GENITOURINARY: Burning on urination, urgency, hesitancy, odor, odd color
NEUROLOGICAL: No headache, dizziness, syncope, paralysis, ataxia, numbness, or tingling in the extremities. No change in bowel or bladder control.
MUSCULOSKELETAL: No muscle, back pain, joint pain, or stiffness.
HEMATOLOGIC: No anemia, bleeding, or bruising.
LYMPHATICS: No enlarged nodes. No history of splenectomy.
ENDOCRINOLOGIC: No reports of sweating, cold, or heat intolerance. No polyuria or polydipsia.

Physical exam (If applicable and if you have opportunity to perform—document if exam is completed by PCP): From head to toe, include what you see, hear, and feel when doing your physical exam. You only need to examine the systems that are pertinent to the CC, HPI, and History. Do not use “WNL” or “normal.” You must describe what you see. Always document in head-to-toe format i.e., General: Head: EENT: etc.

Diagnostic results: Include any labs, X-rays, or other diagnostics that are needed to develop the differential diagnoses (support with evidenced and guidelines).

A

ssessment

Mental Status Examination: For the purposes of your courses, this section must be presented in paragraph form and not use of a checklist! This section you will describe the patient’s appearance, attitude, behavior, mood and affect, speech, thought processes, thought content, perceptions (hallucinations, pseudohallucinations, illusions, etc.)., cognition, insight, judgment, and SI/HI. See an example below. You will modify to include the specifics for your patient on the above elements—DO NOT just copy the example. You may use a preceptor’s way of organizing the information if the MSE is in paragraph form.
He is an 8-year-old African American male who looks his stated age. He is cooperative with examiner. He is neatly groomed and clean, dressed appropriately. There is no evidence of any abnormal motor activity. His speech is clear, coherent, normal in volume and tone. His thought process is goal directed and logical. There is no evidence of looseness of association or flight of ideas. His mood is euthymic, and his affect appropriate to his mood. He was smiling at times in an appropriate manner. He denies any auditory or visual hallucinations. There is no evidence of any delusional thinking.   He denies any current suicidal or homicidal ideation. Cognitively, he is alert and oriented. His recent and remote memory is intact. His concentration is good. His insight is good. 
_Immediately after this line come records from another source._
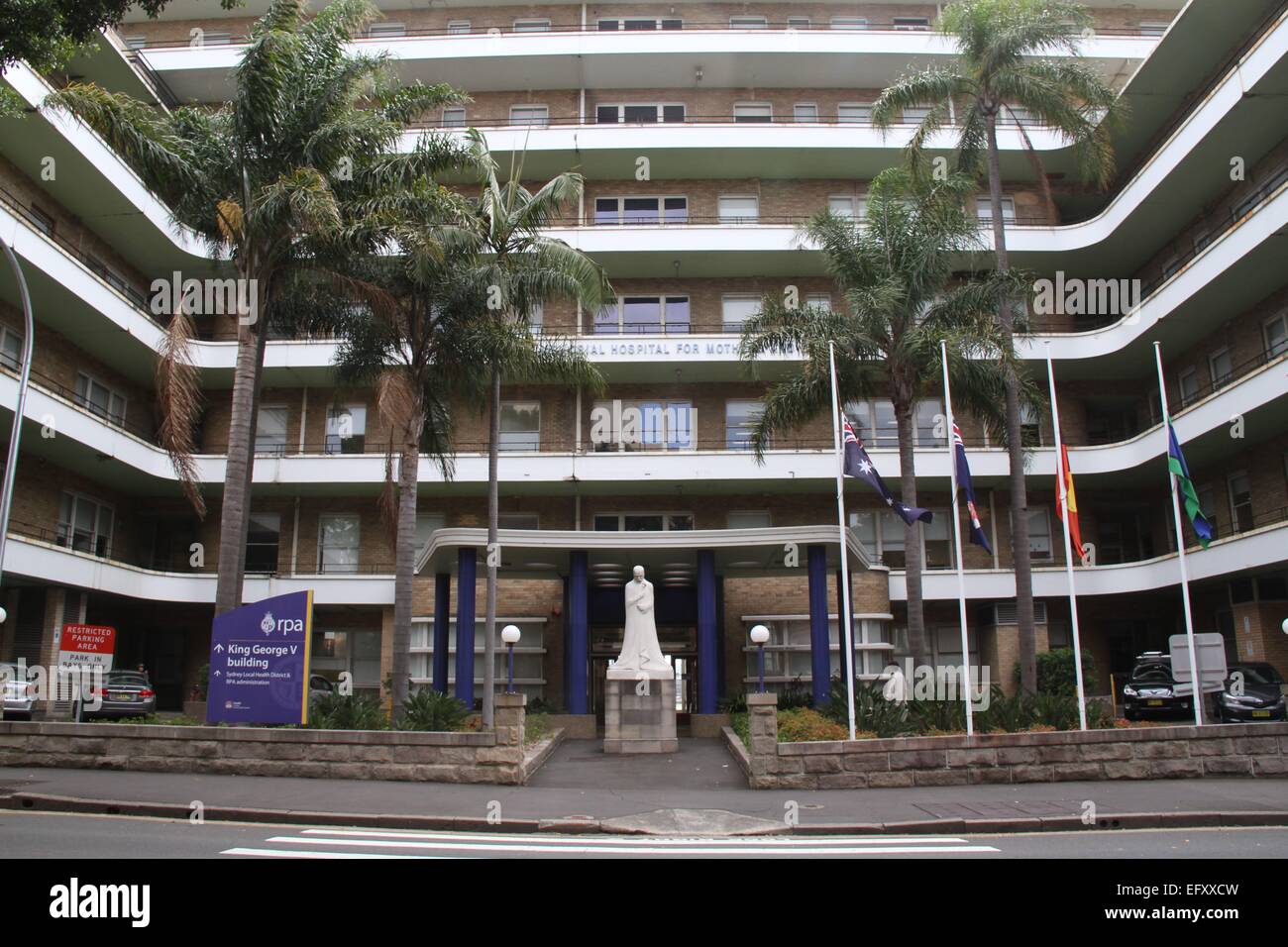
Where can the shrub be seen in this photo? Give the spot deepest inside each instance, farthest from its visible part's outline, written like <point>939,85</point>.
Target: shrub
<point>433,710</point>
<point>335,711</point>
<point>804,724</point>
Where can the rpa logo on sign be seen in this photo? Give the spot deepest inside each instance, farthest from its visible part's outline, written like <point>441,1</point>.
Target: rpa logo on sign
<point>284,625</point>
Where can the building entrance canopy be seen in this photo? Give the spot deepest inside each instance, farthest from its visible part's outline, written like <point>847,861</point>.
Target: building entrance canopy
<point>669,557</point>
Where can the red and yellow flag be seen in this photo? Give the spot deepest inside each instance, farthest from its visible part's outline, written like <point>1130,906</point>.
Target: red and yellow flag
<point>1074,531</point>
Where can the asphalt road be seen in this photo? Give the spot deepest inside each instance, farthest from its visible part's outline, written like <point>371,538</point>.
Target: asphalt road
<point>30,835</point>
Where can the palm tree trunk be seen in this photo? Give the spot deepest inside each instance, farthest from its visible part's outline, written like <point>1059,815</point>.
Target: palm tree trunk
<point>1016,446</point>
<point>911,534</point>
<point>493,515</point>
<point>240,467</point>
<point>404,564</point>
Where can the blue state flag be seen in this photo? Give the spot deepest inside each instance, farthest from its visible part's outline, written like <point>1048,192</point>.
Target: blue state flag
<point>964,480</point>
<point>858,464</point>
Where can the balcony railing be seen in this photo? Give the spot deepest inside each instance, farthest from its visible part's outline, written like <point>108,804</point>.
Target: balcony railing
<point>506,27</point>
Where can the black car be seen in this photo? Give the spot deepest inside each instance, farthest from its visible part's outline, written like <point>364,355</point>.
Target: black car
<point>1252,692</point>
<point>1151,690</point>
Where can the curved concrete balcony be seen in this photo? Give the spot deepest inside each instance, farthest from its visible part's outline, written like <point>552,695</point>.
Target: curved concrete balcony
<point>572,55</point>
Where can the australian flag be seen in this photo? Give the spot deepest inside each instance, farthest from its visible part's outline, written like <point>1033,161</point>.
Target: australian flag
<point>964,480</point>
<point>858,464</point>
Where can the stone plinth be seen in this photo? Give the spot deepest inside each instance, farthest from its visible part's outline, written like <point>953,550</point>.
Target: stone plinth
<point>638,722</point>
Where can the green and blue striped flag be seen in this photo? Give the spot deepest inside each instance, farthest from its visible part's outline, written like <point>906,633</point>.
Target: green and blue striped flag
<point>1190,497</point>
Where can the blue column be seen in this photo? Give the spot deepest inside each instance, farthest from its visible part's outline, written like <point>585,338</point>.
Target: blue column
<point>820,664</point>
<point>442,621</point>
<point>578,694</point>
<point>708,637</point>
<point>467,566</point>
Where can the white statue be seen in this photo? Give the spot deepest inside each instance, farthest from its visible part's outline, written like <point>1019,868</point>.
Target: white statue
<point>642,655</point>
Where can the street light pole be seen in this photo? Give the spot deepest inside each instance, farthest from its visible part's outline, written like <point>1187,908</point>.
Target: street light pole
<point>11,468</point>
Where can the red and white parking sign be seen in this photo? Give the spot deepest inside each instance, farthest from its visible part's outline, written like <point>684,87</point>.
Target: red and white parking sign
<point>86,646</point>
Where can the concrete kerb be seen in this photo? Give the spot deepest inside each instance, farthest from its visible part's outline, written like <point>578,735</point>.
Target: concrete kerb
<point>39,801</point>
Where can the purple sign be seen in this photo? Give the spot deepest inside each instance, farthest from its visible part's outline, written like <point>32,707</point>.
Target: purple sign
<point>259,660</point>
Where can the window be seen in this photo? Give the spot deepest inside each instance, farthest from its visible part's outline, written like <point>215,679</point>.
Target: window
<point>984,209</point>
<point>642,210</point>
<point>1188,381</point>
<point>520,425</point>
<point>745,112</point>
<point>529,115</point>
<point>347,429</point>
<point>643,522</point>
<point>842,205</point>
<point>643,315</point>
<point>642,114</point>
<point>640,24</point>
<point>1222,368</point>
<point>42,221</point>
<point>1030,427</point>
<point>386,30</point>
<point>85,525</point>
<point>930,421</point>
<point>428,523</point>
<point>642,425</point>
<point>936,541</point>
<point>1276,335</point>
<point>101,399</point>
<point>741,419</point>
<point>875,421</point>
<point>11,348</point>
<point>1039,532</point>
<point>263,538</point>
<point>339,543</point>
<point>737,309</point>
<point>1240,501</point>
<point>270,429</point>
<point>854,112</point>
<point>739,210</point>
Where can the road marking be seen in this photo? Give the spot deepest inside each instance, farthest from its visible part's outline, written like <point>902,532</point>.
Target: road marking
<point>284,853</point>
<point>657,847</point>
<point>579,841</point>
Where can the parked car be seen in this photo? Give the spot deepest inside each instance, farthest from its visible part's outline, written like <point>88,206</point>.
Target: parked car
<point>124,693</point>
<point>1258,694</point>
<point>1151,690</point>
<point>20,694</point>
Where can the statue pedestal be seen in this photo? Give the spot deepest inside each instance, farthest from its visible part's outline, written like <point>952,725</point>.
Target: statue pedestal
<point>635,722</point>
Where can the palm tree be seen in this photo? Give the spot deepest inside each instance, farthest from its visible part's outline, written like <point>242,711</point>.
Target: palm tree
<point>412,335</point>
<point>519,266</point>
<point>1000,68</point>
<point>900,299</point>
<point>262,179</point>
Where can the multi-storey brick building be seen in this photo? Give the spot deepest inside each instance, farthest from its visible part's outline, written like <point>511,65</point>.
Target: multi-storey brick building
<point>751,116</point>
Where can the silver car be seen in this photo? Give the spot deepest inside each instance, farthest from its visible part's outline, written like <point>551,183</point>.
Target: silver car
<point>20,694</point>
<point>124,693</point>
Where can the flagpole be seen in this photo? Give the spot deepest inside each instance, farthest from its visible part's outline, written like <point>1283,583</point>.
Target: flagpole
<point>846,620</point>
<point>1197,694</point>
<point>957,541</point>
<point>1060,474</point>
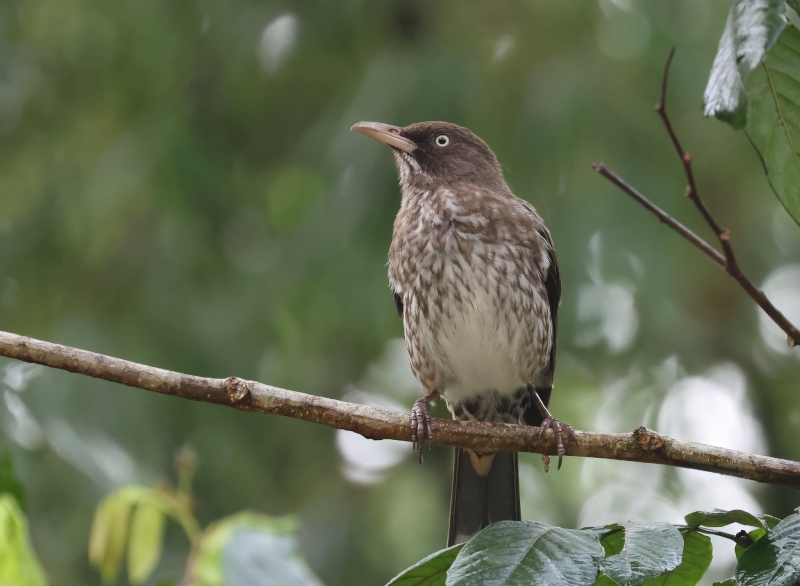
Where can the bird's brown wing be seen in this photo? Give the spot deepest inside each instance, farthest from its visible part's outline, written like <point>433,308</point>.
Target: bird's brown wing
<point>552,285</point>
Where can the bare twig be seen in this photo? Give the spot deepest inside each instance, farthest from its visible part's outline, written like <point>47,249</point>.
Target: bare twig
<point>726,260</point>
<point>642,445</point>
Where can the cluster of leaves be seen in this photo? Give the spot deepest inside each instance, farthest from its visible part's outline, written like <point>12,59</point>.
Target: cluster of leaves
<point>629,554</point>
<point>245,548</point>
<point>755,85</point>
<point>18,562</point>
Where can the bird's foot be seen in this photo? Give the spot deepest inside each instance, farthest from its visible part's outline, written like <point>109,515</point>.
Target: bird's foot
<point>559,429</point>
<point>421,424</point>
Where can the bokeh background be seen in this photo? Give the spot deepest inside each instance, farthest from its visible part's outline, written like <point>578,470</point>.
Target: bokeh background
<point>179,187</point>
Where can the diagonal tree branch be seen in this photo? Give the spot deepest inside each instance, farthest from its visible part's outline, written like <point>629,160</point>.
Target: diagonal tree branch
<point>643,445</point>
<point>726,260</point>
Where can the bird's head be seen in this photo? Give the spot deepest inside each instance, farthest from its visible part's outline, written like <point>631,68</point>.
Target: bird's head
<point>428,152</point>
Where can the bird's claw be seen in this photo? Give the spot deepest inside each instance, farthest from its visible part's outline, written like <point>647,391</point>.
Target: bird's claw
<point>420,425</point>
<point>558,429</point>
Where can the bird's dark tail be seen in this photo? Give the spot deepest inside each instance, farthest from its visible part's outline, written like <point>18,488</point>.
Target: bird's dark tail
<point>477,500</point>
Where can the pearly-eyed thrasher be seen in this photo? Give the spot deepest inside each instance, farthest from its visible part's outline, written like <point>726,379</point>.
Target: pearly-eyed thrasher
<point>475,280</point>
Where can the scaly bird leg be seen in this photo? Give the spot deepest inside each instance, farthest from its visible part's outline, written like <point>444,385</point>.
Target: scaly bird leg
<point>550,422</point>
<point>421,422</point>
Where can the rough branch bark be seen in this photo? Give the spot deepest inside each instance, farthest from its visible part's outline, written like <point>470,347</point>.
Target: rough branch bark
<point>642,445</point>
<point>727,260</point>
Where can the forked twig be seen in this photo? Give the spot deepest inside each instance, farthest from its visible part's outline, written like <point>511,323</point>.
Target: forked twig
<point>726,260</point>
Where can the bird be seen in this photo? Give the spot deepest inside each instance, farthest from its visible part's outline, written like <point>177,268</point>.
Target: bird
<point>476,281</point>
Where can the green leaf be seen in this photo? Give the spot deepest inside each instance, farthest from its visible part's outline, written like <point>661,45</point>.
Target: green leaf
<point>773,118</point>
<point>18,563</point>
<point>720,518</point>
<point>214,560</point>
<point>109,533</point>
<point>773,560</point>
<point>752,28</point>
<point>145,542</point>
<point>432,571</point>
<point>755,535</point>
<point>697,553</point>
<point>614,541</point>
<point>512,553</point>
<point>650,550</point>
<point>769,520</point>
<point>9,483</point>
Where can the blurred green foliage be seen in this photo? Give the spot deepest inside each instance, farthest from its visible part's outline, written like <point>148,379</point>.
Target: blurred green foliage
<point>18,563</point>
<point>179,187</point>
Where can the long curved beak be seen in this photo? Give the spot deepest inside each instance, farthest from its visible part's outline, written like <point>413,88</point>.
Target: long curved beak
<point>385,133</point>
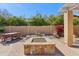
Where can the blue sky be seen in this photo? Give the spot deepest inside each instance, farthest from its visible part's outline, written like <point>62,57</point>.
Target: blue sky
<point>29,9</point>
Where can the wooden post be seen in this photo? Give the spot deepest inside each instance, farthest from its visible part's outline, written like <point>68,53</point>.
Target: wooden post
<point>68,27</point>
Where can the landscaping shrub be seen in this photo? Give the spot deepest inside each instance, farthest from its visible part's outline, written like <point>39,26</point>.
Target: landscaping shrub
<point>1,29</point>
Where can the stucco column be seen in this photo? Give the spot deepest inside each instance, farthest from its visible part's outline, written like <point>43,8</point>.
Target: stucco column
<point>68,28</point>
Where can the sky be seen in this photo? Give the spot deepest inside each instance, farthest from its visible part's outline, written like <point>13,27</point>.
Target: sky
<point>30,9</point>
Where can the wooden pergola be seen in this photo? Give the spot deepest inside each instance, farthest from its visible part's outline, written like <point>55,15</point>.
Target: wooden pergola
<point>68,10</point>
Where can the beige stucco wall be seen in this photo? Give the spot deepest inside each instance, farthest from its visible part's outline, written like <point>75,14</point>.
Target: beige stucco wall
<point>30,29</point>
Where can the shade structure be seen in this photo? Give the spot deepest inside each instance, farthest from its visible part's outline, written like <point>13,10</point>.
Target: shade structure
<point>68,9</point>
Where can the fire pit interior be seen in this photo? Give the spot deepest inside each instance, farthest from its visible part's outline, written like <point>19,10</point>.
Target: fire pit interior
<point>39,40</point>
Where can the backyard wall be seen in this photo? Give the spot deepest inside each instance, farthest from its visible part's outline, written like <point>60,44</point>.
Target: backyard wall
<point>30,29</point>
<point>33,29</point>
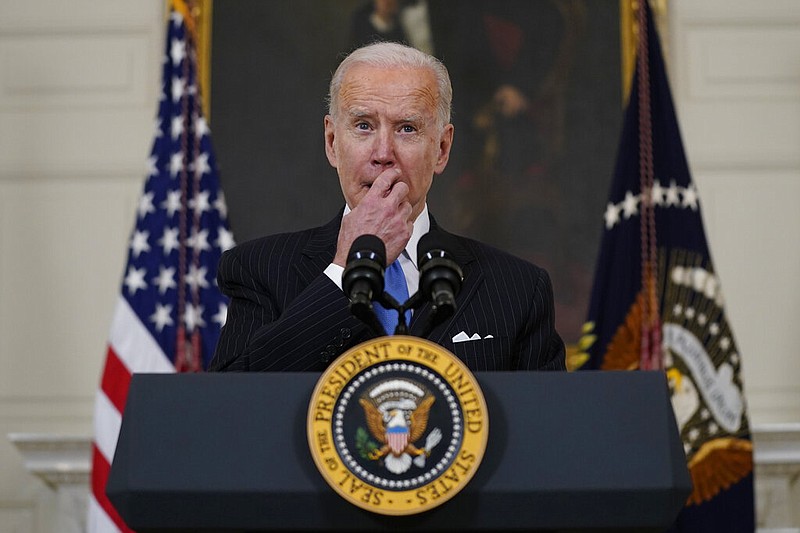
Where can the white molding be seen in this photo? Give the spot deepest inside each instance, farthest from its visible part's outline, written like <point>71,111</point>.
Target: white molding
<point>55,459</point>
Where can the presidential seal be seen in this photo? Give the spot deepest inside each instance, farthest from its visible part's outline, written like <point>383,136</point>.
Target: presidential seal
<point>397,425</point>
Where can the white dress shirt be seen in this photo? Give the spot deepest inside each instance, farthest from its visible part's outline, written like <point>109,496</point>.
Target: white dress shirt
<point>408,259</point>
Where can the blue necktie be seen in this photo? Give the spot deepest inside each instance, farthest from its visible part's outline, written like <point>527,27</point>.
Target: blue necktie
<point>395,284</point>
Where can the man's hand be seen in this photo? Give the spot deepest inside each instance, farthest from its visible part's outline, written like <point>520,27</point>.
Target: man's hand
<point>385,212</point>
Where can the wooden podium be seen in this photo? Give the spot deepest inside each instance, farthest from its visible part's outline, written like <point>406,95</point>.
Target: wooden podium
<point>566,452</point>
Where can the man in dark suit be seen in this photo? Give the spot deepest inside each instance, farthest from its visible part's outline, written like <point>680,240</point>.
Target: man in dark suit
<point>387,134</point>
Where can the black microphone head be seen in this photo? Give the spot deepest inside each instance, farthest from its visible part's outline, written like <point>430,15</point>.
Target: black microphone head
<point>368,246</point>
<point>436,264</point>
<point>363,275</point>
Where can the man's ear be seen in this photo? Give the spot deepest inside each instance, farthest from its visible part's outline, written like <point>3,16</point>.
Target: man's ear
<point>330,141</point>
<point>445,143</point>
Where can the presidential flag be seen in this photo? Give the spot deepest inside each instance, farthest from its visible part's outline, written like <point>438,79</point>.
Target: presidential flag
<point>169,312</point>
<point>657,301</point>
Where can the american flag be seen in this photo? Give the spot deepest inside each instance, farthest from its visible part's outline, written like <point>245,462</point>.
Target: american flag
<point>169,312</point>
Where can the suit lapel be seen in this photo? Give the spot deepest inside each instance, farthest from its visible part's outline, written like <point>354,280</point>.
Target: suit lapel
<point>473,278</point>
<point>318,251</point>
<point>320,248</point>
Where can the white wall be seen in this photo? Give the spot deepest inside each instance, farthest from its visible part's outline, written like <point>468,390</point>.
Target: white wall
<point>78,87</point>
<point>78,90</point>
<point>736,81</point>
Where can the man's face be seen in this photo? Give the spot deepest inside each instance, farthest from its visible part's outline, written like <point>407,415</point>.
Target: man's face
<point>387,120</point>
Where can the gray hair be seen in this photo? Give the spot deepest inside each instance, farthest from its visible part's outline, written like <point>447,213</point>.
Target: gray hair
<point>395,55</point>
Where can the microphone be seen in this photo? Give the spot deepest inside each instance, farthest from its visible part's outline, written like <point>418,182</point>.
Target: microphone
<point>440,277</point>
<point>362,279</point>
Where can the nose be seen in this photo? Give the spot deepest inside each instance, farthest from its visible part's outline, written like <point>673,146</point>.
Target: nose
<point>383,151</point>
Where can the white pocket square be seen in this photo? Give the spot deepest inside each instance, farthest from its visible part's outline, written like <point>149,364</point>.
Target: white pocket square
<point>463,337</point>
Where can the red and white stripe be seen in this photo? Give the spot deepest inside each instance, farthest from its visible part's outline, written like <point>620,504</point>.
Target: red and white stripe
<point>131,349</point>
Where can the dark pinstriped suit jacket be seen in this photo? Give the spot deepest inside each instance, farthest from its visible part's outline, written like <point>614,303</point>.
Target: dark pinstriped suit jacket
<point>286,314</point>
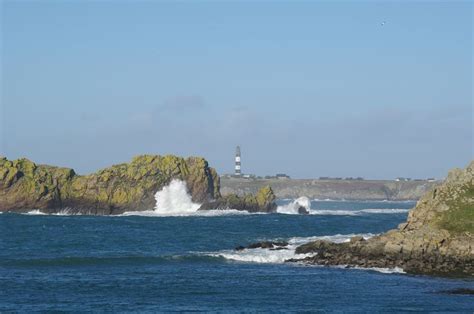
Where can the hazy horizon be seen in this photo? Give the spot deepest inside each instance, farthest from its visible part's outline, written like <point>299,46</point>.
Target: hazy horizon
<point>310,89</point>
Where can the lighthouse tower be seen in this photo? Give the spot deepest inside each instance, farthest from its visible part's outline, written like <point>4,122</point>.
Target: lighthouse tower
<point>238,172</point>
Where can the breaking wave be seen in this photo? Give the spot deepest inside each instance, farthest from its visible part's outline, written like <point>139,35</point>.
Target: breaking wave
<point>294,206</point>
<point>175,199</point>
<point>343,212</point>
<point>281,255</point>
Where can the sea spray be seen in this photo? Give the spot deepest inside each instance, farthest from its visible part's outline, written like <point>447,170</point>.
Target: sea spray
<point>175,199</point>
<point>294,206</point>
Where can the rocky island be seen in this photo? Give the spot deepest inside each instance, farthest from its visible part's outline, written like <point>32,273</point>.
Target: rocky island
<point>438,237</point>
<point>131,186</point>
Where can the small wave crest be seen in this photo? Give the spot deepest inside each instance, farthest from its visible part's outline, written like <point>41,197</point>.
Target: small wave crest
<point>280,255</point>
<point>294,207</point>
<point>343,212</point>
<point>174,199</point>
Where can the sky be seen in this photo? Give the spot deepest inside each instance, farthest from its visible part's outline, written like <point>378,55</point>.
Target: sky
<point>373,89</point>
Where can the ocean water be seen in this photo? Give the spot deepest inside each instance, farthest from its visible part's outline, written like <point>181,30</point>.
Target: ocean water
<point>156,263</point>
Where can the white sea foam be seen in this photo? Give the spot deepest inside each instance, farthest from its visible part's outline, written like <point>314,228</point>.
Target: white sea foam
<point>343,212</point>
<point>35,212</point>
<point>203,213</point>
<point>260,255</point>
<point>383,270</point>
<point>270,256</point>
<point>175,199</point>
<point>292,207</point>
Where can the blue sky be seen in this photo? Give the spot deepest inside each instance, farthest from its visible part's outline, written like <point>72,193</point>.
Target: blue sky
<point>306,88</point>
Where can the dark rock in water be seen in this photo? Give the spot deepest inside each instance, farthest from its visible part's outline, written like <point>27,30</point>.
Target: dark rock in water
<point>436,239</point>
<point>278,245</point>
<point>460,291</point>
<point>302,210</point>
<point>263,201</point>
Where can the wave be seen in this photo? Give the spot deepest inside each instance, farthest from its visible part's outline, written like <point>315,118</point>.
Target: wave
<point>383,270</point>
<point>295,206</point>
<point>101,260</point>
<point>202,213</point>
<point>175,199</point>
<point>343,212</point>
<point>34,212</point>
<point>279,256</point>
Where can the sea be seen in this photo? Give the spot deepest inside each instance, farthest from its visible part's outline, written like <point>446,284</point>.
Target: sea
<point>180,260</point>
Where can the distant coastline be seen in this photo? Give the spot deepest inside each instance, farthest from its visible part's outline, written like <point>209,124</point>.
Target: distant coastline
<point>331,189</point>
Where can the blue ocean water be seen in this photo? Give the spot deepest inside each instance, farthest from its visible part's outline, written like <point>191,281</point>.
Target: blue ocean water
<point>136,263</point>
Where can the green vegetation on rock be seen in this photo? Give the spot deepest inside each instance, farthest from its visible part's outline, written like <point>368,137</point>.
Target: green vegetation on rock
<point>25,185</point>
<point>460,216</point>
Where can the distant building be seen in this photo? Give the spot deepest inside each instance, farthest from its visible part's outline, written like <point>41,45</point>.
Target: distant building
<point>402,179</point>
<point>238,170</point>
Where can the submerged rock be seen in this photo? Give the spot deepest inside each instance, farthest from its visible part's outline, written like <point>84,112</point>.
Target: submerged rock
<point>263,201</point>
<point>436,239</point>
<point>25,185</point>
<point>272,245</point>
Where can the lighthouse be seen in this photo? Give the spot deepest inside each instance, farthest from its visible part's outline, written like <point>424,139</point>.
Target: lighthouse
<point>238,172</point>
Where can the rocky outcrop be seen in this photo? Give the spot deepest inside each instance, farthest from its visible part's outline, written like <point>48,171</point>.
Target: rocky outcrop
<point>438,237</point>
<point>330,189</point>
<point>25,185</point>
<point>262,201</point>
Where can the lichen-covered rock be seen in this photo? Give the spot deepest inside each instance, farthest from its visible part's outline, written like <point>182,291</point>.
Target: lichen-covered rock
<point>123,187</point>
<point>263,201</point>
<point>438,237</point>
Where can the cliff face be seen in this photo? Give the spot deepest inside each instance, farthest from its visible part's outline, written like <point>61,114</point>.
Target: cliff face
<point>332,189</point>
<point>438,236</point>
<point>25,185</point>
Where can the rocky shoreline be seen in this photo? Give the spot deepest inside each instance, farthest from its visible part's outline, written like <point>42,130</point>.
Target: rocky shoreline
<point>26,186</point>
<point>437,239</point>
<point>375,190</point>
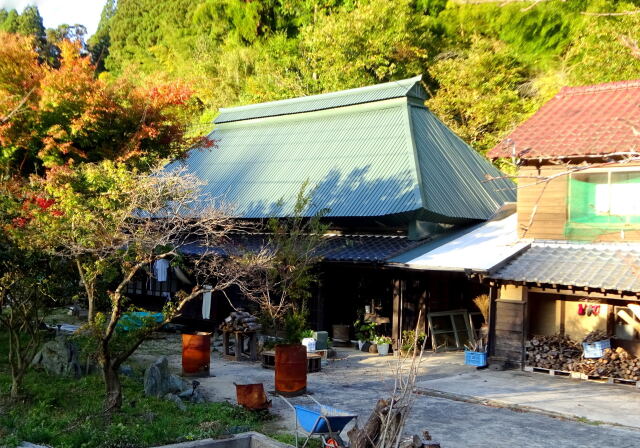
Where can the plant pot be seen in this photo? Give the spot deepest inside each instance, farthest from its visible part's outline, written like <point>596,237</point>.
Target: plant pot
<point>196,354</point>
<point>383,349</point>
<point>291,369</point>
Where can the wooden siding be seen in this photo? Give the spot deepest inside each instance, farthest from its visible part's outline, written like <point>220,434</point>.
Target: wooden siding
<point>542,207</point>
<point>509,332</point>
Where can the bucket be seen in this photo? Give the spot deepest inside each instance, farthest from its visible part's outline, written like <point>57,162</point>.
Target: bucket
<point>252,396</point>
<point>196,354</point>
<point>291,369</point>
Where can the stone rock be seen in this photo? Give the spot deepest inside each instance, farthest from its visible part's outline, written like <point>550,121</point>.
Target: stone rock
<point>174,398</point>
<point>158,381</point>
<point>59,357</point>
<point>192,396</point>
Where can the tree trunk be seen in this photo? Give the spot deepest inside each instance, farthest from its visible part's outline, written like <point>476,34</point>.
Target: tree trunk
<point>91,312</point>
<point>114,388</point>
<point>89,287</point>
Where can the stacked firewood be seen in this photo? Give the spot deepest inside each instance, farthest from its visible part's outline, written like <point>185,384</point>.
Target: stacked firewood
<point>240,320</point>
<point>615,363</point>
<point>552,352</point>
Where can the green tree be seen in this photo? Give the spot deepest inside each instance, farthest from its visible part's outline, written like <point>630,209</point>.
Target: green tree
<point>482,93</point>
<point>100,41</point>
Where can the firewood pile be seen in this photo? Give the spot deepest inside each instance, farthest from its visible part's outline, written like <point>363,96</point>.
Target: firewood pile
<point>561,353</point>
<point>240,320</point>
<point>616,363</point>
<point>552,352</point>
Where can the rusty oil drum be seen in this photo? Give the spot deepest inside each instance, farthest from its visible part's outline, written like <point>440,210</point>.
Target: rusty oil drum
<point>196,354</point>
<point>252,396</point>
<point>291,369</point>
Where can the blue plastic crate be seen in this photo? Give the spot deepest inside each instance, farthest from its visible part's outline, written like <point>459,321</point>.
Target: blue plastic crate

Differential Diagnoses: You must have at least three differentials with supporting evidence. Explain what rules each differential in or out and justify your primary diagnosis selection. You will use supporting evidence from the literature to support your rationale. Include pertinent positives and pertinent negatives for the specific patient case.

Also included in this section is the reflection. Reflect on this case and discuss whether or not you agree with your preceptor’s assessment and diagnostic impression of the patient and why or why not. What did you learn from this case? What would you do differently?

Also include in your reflection a discussion related to legal/ethical considerations (demonstrating critical thinking beyond confidentiality and consent for treatment!), health promotion and disease prevention taking into consideration patient factors (such as age, ethnic group, etc.), PMH, and other risk factors (e.g., socioeconomic, cultural background, etc.).

References (move to begin on next page)

You are required to include at least three evidence-based, peer-reviewed journal articles or evidenced-based guidelines which relate to this case to support your diagnostics and differentials diagnoses. Be sure to use correct APA 7th edition formatting.